23 Jun 2008
El largo verano escolar

Es éste un país con horarios laborales absurdos, pero sin duda el que se lleva la palma es el escolar, inserto en un calendario no menos surrealista. Es muy probable que una de las causas del lamentable rendimiento académico que padecemos se deba a la distribución horaria de la jornada y a la configuración anual del curso; y, sin embargo, apenas nadie se digna tratar el asunto. Cierto que el número de horas lectivas no es menor que en otros países de nuestro entorno, pero su distribución y el rendimiento que de ellas se obtiene deja mucho que desear. Estos días ha finalizado el curso en la enseñanza secundaria, ESO y bachillerato, que es de la que hablo, y me parece oportuno traer aquí el problema, porque de un problema, y no menor, se trata.
Los adolescentes se enfrentan a una jornada intensiva de seis horas de clase –seis asignaturas diferentes– cada mañana, cinco días a la semana, con un descanso intermedio de 30 minutos, o dos menores. Regresan a sus casas para almorzar cerca de las tres. Por la tarde ya no hay jornada lectiva, aunque los centros suelen programar diversas actividades de carácter voluntario, con poco éxito las más de las veces. ¿Puede extrañar a alguien que en las dos últimas horas sea poco menos que imposible conseguir la concentración de los alumnos? La pérdida de tiempo, la frustración y desesperación de los profesores y la habituación de los alumnos a actitudes díscolas, son los efectos inevitables. Eso sin contar con la absurda hora a que se relega el almuerzo, que debería hacerse en el centro antes de la una. Por supuesto las asignaturas se distribuyen en ese horario de modo aleatorio, y eso por dos razones: por evitar agravios comparativos entre asignaturas (profesores) y porque la elaboración de horarios –operación compleja donde las haya– se realiza ahora por procedimientos informáticos en todas partes.

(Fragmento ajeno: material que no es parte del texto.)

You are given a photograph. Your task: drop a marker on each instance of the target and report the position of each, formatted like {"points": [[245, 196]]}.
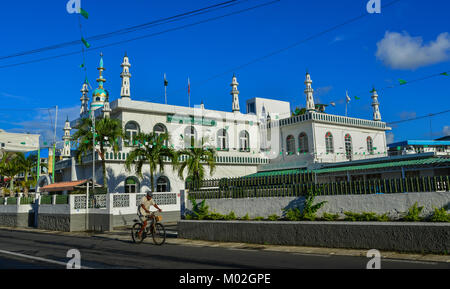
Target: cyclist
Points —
{"points": [[143, 210]]}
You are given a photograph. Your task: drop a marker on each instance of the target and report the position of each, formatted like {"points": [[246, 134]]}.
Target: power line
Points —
{"points": [[419, 117], [147, 35], [132, 28]]}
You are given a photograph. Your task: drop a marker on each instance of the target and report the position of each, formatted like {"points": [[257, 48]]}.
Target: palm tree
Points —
{"points": [[26, 165], [152, 150], [107, 133], [196, 158], [9, 167]]}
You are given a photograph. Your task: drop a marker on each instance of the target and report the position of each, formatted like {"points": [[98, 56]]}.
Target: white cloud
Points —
{"points": [[389, 137], [401, 51]]}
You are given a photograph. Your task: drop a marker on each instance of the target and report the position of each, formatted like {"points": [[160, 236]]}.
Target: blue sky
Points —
{"points": [[408, 40]]}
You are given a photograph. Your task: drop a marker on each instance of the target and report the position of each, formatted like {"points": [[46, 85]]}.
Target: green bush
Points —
{"points": [[309, 209], [413, 214], [440, 215], [330, 217]]}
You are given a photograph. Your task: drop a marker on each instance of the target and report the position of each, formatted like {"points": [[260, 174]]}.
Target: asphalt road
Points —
{"points": [[98, 252]]}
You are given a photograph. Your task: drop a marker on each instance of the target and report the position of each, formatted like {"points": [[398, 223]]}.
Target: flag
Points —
{"points": [[84, 13], [189, 86], [85, 42], [402, 81]]}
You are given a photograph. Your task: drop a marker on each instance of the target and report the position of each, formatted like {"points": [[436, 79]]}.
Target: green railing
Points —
{"points": [[46, 200], [27, 200], [11, 201], [291, 187]]}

Esta manía por lo intensivo alcanza al calendario anual. El curso empieza tarde y termina pronto, si lo comparamos con los estándares europeos. Tampoco aquí se trata de trabajar menos, sino de hacerlo en el menor tiempo posible. Las vacaciones de verano alcanzan entre nosotros casi los tres meses, mientras que en otros países de nuestro entorno son de seis semanas. En toda Europa el curso empieza el primer día de septiembre; aquí los inútiles exámenes de verano y no se que misterios burocráticos impiden que sea antes de mediado el mes. Un misterio semejante hace que los alumnos de segundo de bachiller terminen a finales de mayo por causa de los exámenes de selectividad, como si fuese un mandato divino que estos se hagan a principios de junio. Y, sin embargo, los programas se cubren con dificultad, o no se cubren, por falta de tiempo; se recurre en exceso a la clase magistral porque es el modo más seguro de avanzar en el programa; se carga la atención y la preocupación en los contenidos porque dedicar el tiempo a la adquisición de técnicas y otras necesidades de la educación requiere un tempo mas reposado, del que evidentemente no se dispone; la estúpida y torturante manía de cargar a los chicos con tareas para la casa tiene el mismo origen, la falta de tiempo para hacerlas en clase.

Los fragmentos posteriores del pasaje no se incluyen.